Datashape is a data layout language for array programming. It is designed to describe in-situ structured data without requiring transformation into a canonical form.
Similar to NumPy, datashape includes shape and dtype, but combined together in the type system.
Single named types in datashape are called unit types. They represent either a dtype like int32 or datetime, or a single dimension like var. Dimensions and a single dtype are composed together in a datashape type.

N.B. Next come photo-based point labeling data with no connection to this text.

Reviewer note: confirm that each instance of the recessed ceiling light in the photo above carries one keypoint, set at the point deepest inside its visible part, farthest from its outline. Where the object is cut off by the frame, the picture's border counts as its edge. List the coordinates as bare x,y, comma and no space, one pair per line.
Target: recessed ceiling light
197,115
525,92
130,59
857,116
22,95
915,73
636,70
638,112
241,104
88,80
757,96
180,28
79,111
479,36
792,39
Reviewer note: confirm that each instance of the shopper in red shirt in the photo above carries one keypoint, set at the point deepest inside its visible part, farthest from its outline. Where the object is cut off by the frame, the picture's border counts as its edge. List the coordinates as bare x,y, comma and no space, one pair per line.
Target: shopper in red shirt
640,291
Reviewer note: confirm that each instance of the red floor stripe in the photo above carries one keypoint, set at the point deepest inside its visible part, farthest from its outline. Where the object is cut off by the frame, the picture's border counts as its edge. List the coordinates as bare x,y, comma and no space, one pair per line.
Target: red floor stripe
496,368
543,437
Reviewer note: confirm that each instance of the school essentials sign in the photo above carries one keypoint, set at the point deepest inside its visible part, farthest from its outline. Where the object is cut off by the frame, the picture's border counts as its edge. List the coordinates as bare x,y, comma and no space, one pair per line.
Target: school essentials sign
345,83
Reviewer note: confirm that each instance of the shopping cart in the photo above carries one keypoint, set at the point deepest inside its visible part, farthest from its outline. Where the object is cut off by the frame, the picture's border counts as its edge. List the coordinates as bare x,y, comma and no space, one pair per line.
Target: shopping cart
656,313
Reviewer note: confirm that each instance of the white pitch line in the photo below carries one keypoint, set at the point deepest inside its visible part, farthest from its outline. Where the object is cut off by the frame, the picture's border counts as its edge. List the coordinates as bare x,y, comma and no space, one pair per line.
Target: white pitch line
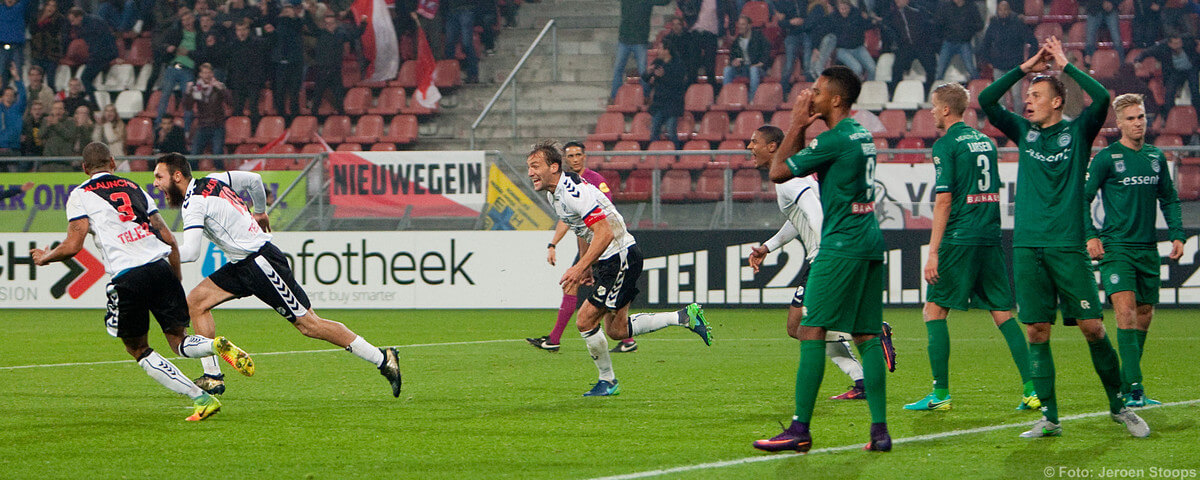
768,457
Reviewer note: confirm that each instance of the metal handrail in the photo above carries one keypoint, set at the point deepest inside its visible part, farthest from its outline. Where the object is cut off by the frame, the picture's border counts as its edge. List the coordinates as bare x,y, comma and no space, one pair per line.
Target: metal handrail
511,78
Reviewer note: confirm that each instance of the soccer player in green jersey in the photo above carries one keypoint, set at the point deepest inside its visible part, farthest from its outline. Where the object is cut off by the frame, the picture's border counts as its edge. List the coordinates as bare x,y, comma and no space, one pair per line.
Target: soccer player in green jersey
966,267
846,277
1049,259
1133,177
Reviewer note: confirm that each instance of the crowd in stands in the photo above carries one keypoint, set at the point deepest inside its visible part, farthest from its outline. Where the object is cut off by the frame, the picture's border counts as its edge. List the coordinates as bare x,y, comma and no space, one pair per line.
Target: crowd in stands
174,76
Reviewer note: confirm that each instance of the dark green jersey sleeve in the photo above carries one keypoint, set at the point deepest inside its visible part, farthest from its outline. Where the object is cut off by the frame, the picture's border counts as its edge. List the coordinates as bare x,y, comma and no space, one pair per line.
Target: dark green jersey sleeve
1013,125
1097,172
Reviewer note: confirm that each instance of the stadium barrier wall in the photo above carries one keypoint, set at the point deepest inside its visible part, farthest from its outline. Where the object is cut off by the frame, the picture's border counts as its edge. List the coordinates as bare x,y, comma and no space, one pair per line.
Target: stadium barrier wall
712,268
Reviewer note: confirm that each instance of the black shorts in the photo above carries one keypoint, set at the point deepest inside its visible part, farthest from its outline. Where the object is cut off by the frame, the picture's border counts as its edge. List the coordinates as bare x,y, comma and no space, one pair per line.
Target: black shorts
616,279
141,291
798,299
264,274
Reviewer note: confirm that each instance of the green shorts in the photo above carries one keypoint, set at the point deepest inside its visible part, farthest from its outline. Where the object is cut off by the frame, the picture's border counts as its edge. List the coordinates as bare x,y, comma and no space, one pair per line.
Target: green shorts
1132,269
1044,275
971,276
845,294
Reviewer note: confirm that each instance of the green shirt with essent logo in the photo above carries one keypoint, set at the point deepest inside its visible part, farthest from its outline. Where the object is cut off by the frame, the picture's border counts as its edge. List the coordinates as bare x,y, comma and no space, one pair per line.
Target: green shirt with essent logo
965,165
1131,184
844,160
1050,208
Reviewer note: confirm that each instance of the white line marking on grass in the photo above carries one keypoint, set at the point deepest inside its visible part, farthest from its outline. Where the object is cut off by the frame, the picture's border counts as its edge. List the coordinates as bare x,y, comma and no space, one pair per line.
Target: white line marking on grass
768,457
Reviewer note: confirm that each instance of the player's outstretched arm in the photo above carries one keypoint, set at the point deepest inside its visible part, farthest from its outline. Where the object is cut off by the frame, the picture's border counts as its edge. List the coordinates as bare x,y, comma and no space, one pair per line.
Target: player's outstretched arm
77,231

DataShape includes a variety of dtypes corresponding to C/C++ types, similar to NumPy.
Bit type | Description |
---|---|
bool | Boolean (True or False) stored as a byte |
int8 | Byte (-128 to 127) |
int16 | Two’s Complement Integer (-32768 to 32767) |
int32 | Two’s Complement Integer (-2147483648 to 2147483647) |
int64 | Two’s Complement Integer (-9223372036854775808 to 9223372036854775807) |
uint8 | Unsigned integer (0 to 255) |
uint16 | Unsigned integer (0 to 65535) |
uint32 | Unsigned integer (0 to 4294967295) |
uint64 | Unsigned integer (0 to 18446744073709551615) |
float16 | Half precision float: sign bit, 5 bits exponent, 10 bits mantissa |
float32 | Single precision float: sign bit, 8 bits exponent, 23 bits mantissa |
float64 | Double precision float: sign bit, 11 bits exponent, 52 bits mantissa |
complex[float32] | Complex number, represented by two 32-bit floats (real and imaginary components) |
complex[float64] | omplex number, represented by two 64-bit floats (real and imaginary components) |
Additionally, there are types which are not fully specified at the bit/byte level.
Bit type | Description |
---|---|
string | Variable length Unicode string. |
bytes | Variable length arrays of bytes. |
json | Variable length Unicode string which contains JSON. |
date | Dates in the proleptic Gregorian calendar. |
time | Times not attached to a date. |
datetime | Points in time, combination of date and time. |
units | Associates physical units with numerical values. |
Many python types can be mapped to datashape types:
Python type | Datashape |
---|---|
int | int32 |
bool | bool |
float | float64 |
complex | complex[float64] |
str | string |
unicode | string |
datetime.date | date |
datetime.time | time |
datetime.datetime | datetime or datetime[tz=’<timezone>’] |
datetime.timedelta | units[‘microsecond’, int64] |
bytes | bytes |
bytearray | bytes |
buffer | bytes |
To Blaze, all strings are sequences of unicode code points, following in the footsteps of Python 3. The default Blaze string atom, simply called “string”, is a variable-length string which can contain any unicode values. There is also a fixed-size variant compatible with NumPy’s strings, like string[16, "ascii"].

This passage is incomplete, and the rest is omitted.